Asking good questions

8 11 2007

One of the coolest things about developing a new product is the endless supply of ideas that are available from people who will eventually use it. In my case these people are climbing wall managers and employees at University recreation centers, and I’ve found that most of them are willing (and even excited) to share their ideas and suggestions…as long as I ask the right questions.

Asking good questions of would-be users is one of the keys to understanding the true potential of the project, and the true size of the market. Here are a few basic questions that I’ve come up with that I think I’ll use with pretty much any potential product:

  • What is the most painful part of ________?
  • How do you envision technology improving ________?
  • Where do you see ________ in 5 years with technology?
  • If you were thinking about purchasing software for ________, who would you talk to about it?

The first three questions help me see the current gaps in the application and effectiveness of technology. They also help me (and those I’m talking with) develop a bigger picture of what could be possible with a particular product. The last question helps me understand who else I should be talking to about this particular issue. From my experience this last question will enable me to more clearly define the market for my product and identify those constituents who could help market my product to others.

I recently asked the above questions (along with a few others) to my current set of beta testers — the word in the blank was, of course, climbing wall management. I got some great responses, and I plan to follow up on each of them to let my testers know that their ideas are being heard. The hope is that this will create an environment for the free flow of ideas, so that soon I won’t need to ask my testers how the product can be improved…they’ll tell me anyway.

Hoping to go to Boulder

25 02 2007

I’ve known about the Climbing Wall Association (CWA) Summit in Boulder, Colorado for awhile now but hadn’t seriously considered going. A few weeks ago I received notice that Stratus Insurance Services was offering scholarships to current and past members of the CWA (oh, and one or two for people who have never been members at all).

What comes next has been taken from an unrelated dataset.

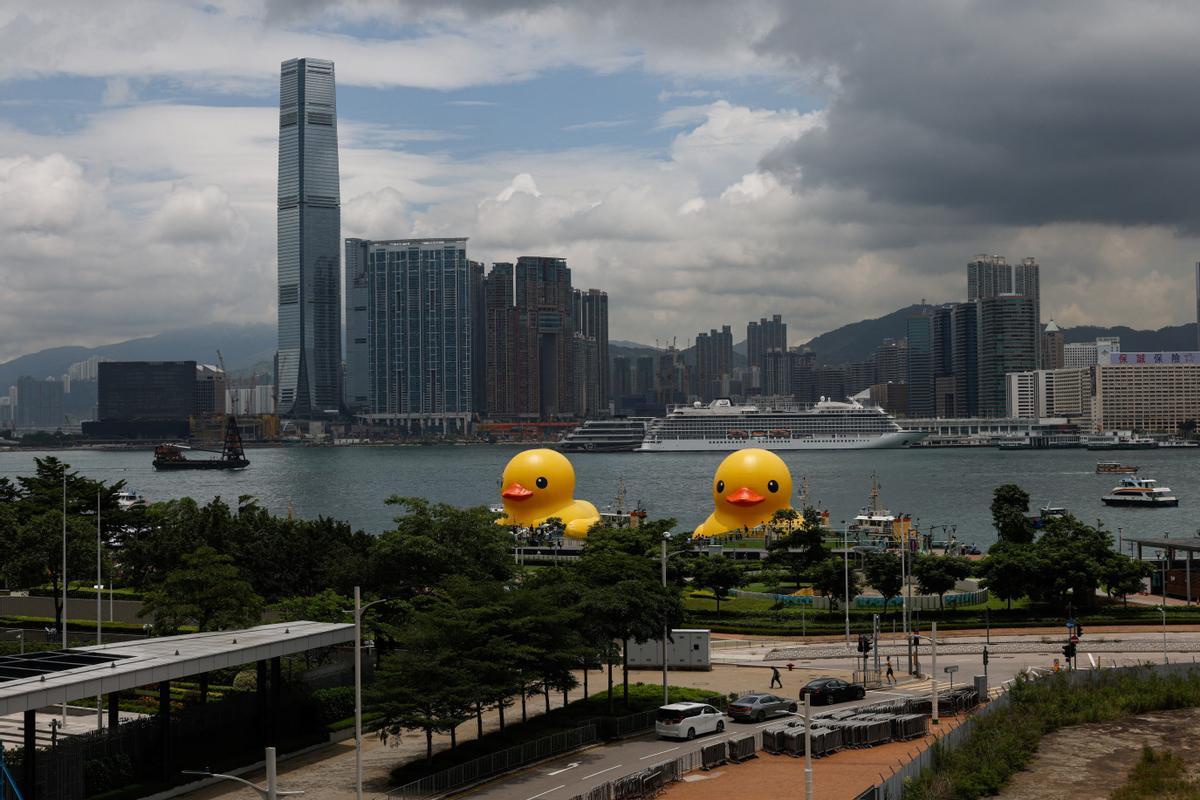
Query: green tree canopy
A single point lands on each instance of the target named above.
(208, 591)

Since I fall in the last category (membership is more than I’d care to spend) I initially didn’t give the conference much thought. But this weekend I began completing the application, and then snuck a peek at flights to Boulder for the weekend of April 15th. I was pleasantly surprised to see how cheap airfare and hotel accommodations were for the weekend, so now I’m starting to become cautiously optimistic and excited. Of course, the deal’s off if I don’t get the scholarship. But we’ll see what happens.

Below is a snippet from the application, and I think it partially sums up why I’d like to go…

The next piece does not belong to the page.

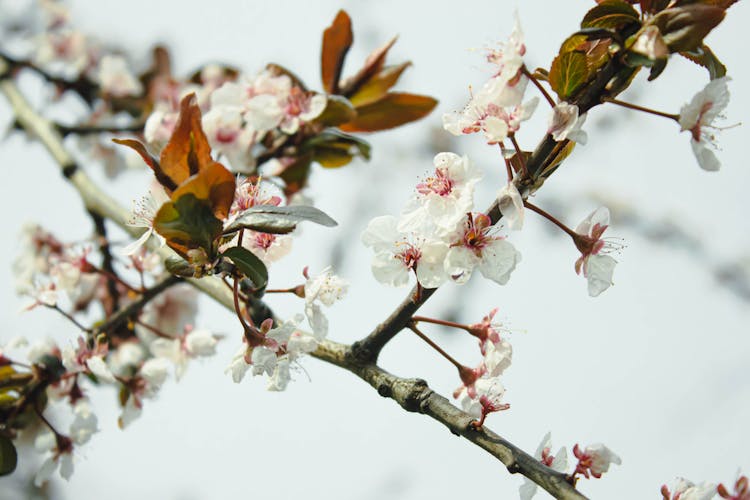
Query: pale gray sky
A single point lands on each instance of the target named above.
(656, 367)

As the sport of climbing continues to grow and new climbing facilities are established, it is important that climbing wall operators are properly equipped to manage their indoor climbing wall. Many operators use a paper system to track climber information and certification. This system is only as reliable as the operator or employee on duty and is less effective for larger facilities. The initial release of my climbing software helps ensure climber safety by storing a climber’s certification level, gear rental preferences, and waiver information. When a climber checks in to climb, the system verifies that the climber is certified and up to date on their training and climbing waiver. In many facilities this information kept on paper in a filing cabinet and is not easily accessible.

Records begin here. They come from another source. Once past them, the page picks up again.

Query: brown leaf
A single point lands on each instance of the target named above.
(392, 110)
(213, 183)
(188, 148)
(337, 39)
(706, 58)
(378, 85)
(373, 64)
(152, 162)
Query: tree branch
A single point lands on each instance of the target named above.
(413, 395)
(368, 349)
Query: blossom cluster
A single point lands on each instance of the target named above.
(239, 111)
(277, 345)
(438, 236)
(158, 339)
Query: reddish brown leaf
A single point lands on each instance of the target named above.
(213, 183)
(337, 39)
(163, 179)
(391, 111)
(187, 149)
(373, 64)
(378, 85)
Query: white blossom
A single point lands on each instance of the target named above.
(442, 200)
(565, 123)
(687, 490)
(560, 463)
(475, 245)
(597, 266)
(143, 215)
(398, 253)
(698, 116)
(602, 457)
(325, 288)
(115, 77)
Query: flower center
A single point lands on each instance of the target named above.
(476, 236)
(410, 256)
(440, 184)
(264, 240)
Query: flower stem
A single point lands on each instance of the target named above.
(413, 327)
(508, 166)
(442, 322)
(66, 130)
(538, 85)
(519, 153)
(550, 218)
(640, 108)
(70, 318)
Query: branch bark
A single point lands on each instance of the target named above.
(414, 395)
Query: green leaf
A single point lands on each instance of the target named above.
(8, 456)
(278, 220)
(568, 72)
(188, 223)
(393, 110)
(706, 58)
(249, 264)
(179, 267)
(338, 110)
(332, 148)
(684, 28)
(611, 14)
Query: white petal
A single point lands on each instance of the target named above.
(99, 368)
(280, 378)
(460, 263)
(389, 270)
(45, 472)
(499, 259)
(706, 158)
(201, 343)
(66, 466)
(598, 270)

The Climbing Wall Summit offers a unique opportunity to meet others who are involved in climbing wall management, people who are well acquainted with the industry and passionate about serving the climbing community. Networking with these professionals will enable me to better understand the best practices, emerging trends, pain points, and pressing needs in climbing wall management. The summit will broaden my perspective of the potential benefits of climbing wall management software and enable me to customize the software to the diverse needs of the recreation management community.

Interest and endorsement

19 04 2006

Before attending NIRSA I hadn't thought much about the potential market constituents for climbing wall software. I knew that it could be useful for climbing wall managers, but beyond that I had no idea. I kind of happened upon my first two solid potential market constituents while wandering around the NIRSA expo. There were three climbing wall manufacturers there pimpin their goods.

The first person I talked to was Eric Meade, president and CEO of Entre Prises USA. After I gave Eric a rundown of my idea and showed him some screenshots, he was excited about the possibilities. He said that he'd be very interested in offering software as part of the turn-key solution that Entre Prise sells, and then proceeded to list billions and billions of potential features that this software could offer (which for now I'll keep to myself, thank you very much).

I also spoke with Dustin Bosscher of Nicros Inc., who got me in touch with their president of operations. Evidently there have been quite a few people who have tried to commercialize some sort of climbing software but have come up short. I'm looking forward to talking with the contacts that I've made to find out why.

My hypothesis is that these inventors who started out writing software didn't get enough endorsement for their product before plunging headlong into development. I hope to get the support of at least one climbing wall manufacturer, and more than a few climbing wall facilities. The facilities on my list at present are UK and EKU (for proximity's sake), and the Boulder Rock Club and Boise State (because they're freakin huge).

Incidentally, Boise State is also the location for AORE 2006. If I can find a way to get there on the cheap, it may be worth my while to go (market constituents by the dozens). More on that later though.